Семенов покачал головой.
— Удивительно похожи бывают люди…
Князь успокоился, видя, что их разговор затух.
— Все-таки, — сказал он, — пока все равно мы здесь поневоле объединены этим томительным ожиданием, не поведаете ли мне в общих чертах, за что вы? каковы ваши ценности, идеалы?.. Независимо от моих убеждений, я хотел бы узнать, за что сражаются мои враги.

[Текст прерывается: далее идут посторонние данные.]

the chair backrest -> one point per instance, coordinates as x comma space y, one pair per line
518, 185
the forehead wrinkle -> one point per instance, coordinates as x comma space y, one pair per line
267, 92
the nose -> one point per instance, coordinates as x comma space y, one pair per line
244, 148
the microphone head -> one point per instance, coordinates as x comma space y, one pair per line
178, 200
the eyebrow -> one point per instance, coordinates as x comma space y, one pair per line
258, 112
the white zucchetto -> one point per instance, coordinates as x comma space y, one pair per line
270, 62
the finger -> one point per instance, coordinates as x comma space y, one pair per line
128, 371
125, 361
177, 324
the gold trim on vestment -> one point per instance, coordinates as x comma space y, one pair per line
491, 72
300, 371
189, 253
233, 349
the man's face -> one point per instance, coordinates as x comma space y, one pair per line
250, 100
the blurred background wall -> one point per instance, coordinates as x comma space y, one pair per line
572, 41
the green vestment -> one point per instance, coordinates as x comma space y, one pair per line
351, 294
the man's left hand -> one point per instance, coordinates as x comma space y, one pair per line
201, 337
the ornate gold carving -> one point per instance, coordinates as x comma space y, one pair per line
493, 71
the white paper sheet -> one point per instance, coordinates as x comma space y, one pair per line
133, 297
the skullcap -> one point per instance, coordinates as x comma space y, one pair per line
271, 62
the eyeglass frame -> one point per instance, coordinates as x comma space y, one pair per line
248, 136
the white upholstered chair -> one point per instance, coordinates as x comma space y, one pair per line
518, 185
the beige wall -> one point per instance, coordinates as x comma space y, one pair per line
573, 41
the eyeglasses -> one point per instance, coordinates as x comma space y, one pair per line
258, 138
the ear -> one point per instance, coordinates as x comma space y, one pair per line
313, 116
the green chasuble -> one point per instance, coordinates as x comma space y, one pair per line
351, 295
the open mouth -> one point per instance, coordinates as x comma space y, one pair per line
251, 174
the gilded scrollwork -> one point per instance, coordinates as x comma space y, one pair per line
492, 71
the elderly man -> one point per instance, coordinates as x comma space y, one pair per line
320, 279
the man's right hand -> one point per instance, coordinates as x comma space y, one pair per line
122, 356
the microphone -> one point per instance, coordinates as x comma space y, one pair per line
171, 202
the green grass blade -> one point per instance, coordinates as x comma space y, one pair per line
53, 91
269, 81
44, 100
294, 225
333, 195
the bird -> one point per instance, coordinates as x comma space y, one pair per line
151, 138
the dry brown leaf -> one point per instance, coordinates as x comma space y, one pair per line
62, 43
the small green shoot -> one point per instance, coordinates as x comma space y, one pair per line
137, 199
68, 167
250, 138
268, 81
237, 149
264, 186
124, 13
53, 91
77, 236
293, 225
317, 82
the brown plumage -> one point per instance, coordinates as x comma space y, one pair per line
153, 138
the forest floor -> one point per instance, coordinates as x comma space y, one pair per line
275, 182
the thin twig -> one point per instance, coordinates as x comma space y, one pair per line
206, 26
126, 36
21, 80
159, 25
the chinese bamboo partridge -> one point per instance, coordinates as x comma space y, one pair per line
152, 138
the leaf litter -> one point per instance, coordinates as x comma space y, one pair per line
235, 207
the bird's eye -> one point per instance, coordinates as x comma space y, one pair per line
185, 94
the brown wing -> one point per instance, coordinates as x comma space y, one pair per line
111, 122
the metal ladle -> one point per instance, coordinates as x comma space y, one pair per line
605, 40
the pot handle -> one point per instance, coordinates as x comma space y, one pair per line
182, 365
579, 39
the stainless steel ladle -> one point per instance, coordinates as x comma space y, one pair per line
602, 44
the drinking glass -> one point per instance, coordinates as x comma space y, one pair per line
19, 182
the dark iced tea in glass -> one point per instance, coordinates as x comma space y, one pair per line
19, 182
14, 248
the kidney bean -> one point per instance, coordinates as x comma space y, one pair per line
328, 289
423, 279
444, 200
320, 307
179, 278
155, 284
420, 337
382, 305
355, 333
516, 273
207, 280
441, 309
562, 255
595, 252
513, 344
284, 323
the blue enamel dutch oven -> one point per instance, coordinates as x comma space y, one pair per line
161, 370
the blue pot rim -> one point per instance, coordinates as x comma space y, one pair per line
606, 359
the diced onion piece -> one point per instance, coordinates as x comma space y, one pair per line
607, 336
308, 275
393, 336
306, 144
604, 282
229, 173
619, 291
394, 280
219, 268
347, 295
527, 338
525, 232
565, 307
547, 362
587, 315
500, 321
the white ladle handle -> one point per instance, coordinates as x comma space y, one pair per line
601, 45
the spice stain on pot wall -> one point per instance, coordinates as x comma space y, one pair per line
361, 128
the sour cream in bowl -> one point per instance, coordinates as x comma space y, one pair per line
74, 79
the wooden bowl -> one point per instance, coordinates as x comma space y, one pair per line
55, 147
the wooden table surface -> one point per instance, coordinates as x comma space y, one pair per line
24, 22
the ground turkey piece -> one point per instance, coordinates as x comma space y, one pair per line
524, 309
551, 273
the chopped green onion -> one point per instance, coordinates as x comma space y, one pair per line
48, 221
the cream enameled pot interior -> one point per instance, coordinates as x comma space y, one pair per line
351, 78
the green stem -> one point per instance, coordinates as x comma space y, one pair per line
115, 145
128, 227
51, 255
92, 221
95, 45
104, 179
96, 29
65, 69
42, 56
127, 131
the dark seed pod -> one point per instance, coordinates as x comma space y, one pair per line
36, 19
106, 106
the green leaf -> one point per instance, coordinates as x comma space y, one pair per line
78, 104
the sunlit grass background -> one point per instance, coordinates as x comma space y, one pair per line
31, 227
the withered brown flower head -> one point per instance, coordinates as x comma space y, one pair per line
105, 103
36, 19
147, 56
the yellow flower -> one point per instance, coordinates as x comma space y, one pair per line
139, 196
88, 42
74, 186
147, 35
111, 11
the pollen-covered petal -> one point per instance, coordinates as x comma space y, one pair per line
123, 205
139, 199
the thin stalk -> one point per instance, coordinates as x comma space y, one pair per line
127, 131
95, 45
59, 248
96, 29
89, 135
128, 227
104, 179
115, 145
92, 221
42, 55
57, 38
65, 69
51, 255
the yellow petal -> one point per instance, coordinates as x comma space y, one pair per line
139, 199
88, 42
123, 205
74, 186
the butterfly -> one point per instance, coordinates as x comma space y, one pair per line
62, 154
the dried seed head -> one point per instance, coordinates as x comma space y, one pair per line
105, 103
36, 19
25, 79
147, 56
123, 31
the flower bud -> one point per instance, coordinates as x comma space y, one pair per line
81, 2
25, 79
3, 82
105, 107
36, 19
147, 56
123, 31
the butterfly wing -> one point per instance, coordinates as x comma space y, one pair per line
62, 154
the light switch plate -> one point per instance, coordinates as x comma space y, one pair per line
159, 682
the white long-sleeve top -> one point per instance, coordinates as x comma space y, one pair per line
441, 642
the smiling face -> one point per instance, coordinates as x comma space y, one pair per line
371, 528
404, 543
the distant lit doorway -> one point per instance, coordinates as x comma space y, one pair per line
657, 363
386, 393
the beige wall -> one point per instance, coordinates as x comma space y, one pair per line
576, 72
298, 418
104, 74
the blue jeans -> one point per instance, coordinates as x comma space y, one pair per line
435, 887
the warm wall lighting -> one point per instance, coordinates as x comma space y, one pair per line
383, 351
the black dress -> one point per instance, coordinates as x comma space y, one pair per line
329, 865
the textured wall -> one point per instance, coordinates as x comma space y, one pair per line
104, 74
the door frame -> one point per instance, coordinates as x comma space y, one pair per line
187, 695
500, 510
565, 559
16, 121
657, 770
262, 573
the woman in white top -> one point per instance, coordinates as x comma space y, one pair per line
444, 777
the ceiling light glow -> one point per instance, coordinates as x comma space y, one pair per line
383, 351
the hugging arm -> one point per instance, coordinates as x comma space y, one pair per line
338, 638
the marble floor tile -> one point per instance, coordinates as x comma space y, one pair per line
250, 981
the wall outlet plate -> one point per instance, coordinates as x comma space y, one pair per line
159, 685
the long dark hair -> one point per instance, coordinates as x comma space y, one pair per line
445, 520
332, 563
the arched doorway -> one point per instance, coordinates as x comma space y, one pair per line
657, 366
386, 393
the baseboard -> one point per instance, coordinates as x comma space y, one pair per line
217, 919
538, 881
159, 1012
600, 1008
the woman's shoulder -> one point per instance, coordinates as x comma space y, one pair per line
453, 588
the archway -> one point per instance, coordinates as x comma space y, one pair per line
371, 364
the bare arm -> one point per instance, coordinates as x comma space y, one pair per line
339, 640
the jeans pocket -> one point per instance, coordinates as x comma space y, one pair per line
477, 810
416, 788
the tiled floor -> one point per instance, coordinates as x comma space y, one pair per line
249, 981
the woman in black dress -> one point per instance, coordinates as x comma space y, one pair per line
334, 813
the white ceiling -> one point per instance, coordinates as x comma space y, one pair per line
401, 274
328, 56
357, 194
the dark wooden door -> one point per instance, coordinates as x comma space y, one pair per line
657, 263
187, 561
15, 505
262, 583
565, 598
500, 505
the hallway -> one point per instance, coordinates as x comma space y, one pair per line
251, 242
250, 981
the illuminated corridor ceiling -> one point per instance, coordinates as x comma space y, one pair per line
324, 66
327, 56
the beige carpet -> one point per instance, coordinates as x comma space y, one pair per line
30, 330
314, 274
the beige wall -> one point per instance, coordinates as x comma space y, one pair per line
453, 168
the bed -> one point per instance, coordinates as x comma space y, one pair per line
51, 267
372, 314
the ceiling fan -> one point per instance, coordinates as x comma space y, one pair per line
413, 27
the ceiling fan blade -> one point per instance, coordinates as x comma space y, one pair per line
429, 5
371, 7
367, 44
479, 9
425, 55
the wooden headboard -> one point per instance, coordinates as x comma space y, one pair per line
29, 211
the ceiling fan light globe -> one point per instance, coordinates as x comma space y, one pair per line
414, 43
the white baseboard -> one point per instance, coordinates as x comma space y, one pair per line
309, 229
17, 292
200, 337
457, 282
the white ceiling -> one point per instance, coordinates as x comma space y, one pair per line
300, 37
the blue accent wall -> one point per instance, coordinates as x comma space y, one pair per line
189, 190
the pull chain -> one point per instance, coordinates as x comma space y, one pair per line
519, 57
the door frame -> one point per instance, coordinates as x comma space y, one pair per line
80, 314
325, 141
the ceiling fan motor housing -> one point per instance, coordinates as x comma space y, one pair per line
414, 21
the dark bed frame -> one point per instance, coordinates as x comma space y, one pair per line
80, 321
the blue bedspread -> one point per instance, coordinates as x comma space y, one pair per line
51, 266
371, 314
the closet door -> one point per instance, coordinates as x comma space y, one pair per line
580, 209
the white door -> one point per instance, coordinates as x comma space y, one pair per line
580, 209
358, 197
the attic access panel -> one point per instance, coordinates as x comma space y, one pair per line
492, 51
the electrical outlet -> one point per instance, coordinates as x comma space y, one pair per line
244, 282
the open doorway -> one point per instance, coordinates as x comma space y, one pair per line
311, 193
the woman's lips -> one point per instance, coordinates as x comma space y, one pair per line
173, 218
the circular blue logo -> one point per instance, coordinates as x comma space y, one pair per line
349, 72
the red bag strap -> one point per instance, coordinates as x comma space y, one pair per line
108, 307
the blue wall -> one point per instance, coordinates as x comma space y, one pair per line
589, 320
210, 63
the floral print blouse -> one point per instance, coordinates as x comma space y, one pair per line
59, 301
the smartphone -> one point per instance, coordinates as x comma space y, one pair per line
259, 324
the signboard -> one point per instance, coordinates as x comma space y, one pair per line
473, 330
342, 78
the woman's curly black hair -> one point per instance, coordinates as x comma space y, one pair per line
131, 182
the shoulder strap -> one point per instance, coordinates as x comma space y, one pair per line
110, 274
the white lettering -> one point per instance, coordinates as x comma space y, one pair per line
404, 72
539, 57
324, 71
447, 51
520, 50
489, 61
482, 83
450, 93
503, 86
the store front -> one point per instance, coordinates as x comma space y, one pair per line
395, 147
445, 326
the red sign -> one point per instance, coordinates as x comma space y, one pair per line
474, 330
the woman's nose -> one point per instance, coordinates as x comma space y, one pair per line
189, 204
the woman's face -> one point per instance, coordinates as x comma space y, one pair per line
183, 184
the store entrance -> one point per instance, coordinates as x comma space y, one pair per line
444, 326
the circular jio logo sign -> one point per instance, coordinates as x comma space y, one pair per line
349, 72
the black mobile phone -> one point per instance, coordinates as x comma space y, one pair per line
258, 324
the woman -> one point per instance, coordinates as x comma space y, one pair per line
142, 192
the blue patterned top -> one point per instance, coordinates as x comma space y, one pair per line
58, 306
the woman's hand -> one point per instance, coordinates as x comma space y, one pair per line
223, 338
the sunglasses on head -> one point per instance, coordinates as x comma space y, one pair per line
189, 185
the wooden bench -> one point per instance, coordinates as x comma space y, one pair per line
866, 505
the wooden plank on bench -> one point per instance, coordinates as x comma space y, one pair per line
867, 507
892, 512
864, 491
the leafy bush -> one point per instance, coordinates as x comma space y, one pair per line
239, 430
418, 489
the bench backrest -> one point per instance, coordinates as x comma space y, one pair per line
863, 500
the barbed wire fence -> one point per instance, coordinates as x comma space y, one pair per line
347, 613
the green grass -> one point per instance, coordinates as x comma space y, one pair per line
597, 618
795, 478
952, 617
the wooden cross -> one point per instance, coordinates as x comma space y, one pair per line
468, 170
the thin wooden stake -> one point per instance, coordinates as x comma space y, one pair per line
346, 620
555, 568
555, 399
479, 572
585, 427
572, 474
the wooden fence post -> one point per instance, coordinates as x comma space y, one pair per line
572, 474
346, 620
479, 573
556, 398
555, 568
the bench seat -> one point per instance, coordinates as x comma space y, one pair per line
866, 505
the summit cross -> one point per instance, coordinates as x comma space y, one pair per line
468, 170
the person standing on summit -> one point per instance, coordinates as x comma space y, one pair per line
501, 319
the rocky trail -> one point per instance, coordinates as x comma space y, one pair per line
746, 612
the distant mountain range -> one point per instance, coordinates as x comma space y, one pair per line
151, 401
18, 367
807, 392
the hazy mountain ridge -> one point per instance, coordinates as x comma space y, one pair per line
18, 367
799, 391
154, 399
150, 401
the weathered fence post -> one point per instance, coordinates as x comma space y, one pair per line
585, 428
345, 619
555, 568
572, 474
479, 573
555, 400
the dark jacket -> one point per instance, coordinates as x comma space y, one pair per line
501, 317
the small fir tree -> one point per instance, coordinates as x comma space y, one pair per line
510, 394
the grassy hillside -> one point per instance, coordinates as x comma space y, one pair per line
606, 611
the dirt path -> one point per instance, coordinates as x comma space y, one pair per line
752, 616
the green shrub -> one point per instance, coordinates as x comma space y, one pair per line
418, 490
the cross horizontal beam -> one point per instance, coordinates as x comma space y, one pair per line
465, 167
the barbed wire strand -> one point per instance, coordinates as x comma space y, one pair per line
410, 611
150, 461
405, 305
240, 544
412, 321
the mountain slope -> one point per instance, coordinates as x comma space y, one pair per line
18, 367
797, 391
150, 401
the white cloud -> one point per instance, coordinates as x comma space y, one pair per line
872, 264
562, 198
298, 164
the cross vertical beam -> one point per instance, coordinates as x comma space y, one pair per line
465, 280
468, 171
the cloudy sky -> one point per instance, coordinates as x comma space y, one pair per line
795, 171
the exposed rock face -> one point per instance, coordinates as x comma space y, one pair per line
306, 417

— За чистоту, — кратко сказал Семенов.
— Чистоту… простите, чего?
— Всего, — сказал Семенов, — но в первую очередь морали и водки. Загадили все… разрушили, осквернили… Теперь восстанавливать, очищать.
— Странно, — сказал князь. — Я бы мог подписаться под каждым вашим словом; единственное, что я бы водку не ставил в первейший ряд.
— В этом-то между нами и разница…
— Очевидно, — хмуро сказал князь и затушил сигарету; у него пропало желание продолжать разговор. Семенов, видно, это почувствовал, тоже затушил свое курево, кивнул головой, отошел к своим.
Князь приблизился к мальчику. Все это время он нарочито держался подальше от него, не желая бередить душу. Однако он должен был кое-что сказать ему — должен был и никак не решался, все откладывал… Вздохнув, наконец он решился.
Он присел перед мальчиком и рукою поманил к себе жену.
— Ваше высочество, — сказал он шепотом, чтобы на другой стороне не было слышно, — пока вас удерживали в плену, я совершил два поступка. Оба они были продиктованы срочной нуждой; но оба они требовали бы вашего милостивого соизволения.
Мальчик внимательно слушал.
— Разумеется, в ваше отсутствие я не мог его получить; мог лишь надеяться, что вы одобрите мои действия после того. Прошу вас, заслушайте меня и скажите свое слово; как бы вы не решили, я не хочу оставаться с этим грехом на душе.
— Говори, — прошептал мальчик.
— Во-первых, я взял в жены Марию. Обряд совершен по-православному, два часа назад.
— Поздравляю, — тихонько сказал царевич и, взглянув на Марию, подмигнул ей, как тогда, в круге. — Я рад. Конечно, я бы позволил. А во-вторых?
— Я снял с себя звание генерала Ордена, ваше высочество… и передал его моей супруге, княгине Тверской.
Какой бессовестный врун, подумала княгиня и с упреком посмотрела на мужа: не супруге и не княгине ты передавал… Князь покосился на нее просительно и виновато. Не губи, голубушка, говорил его взгляд… да, сделал наоборот… но духа не хватит признаться в таком царевичу; возьмем уж на нас двоих сей невеликий грешок.
Царевич нахмурился.
— Как ты посмел? — грозным шепотом спросил он.
— Ваше высочество, — сказал князь и опустился с корточек на колени. — Вы сами слышали; я сдаюсь. Только так можно было вызволить вас; даже если мне сохранят жизнь, я не скоро смогу приступить к действию.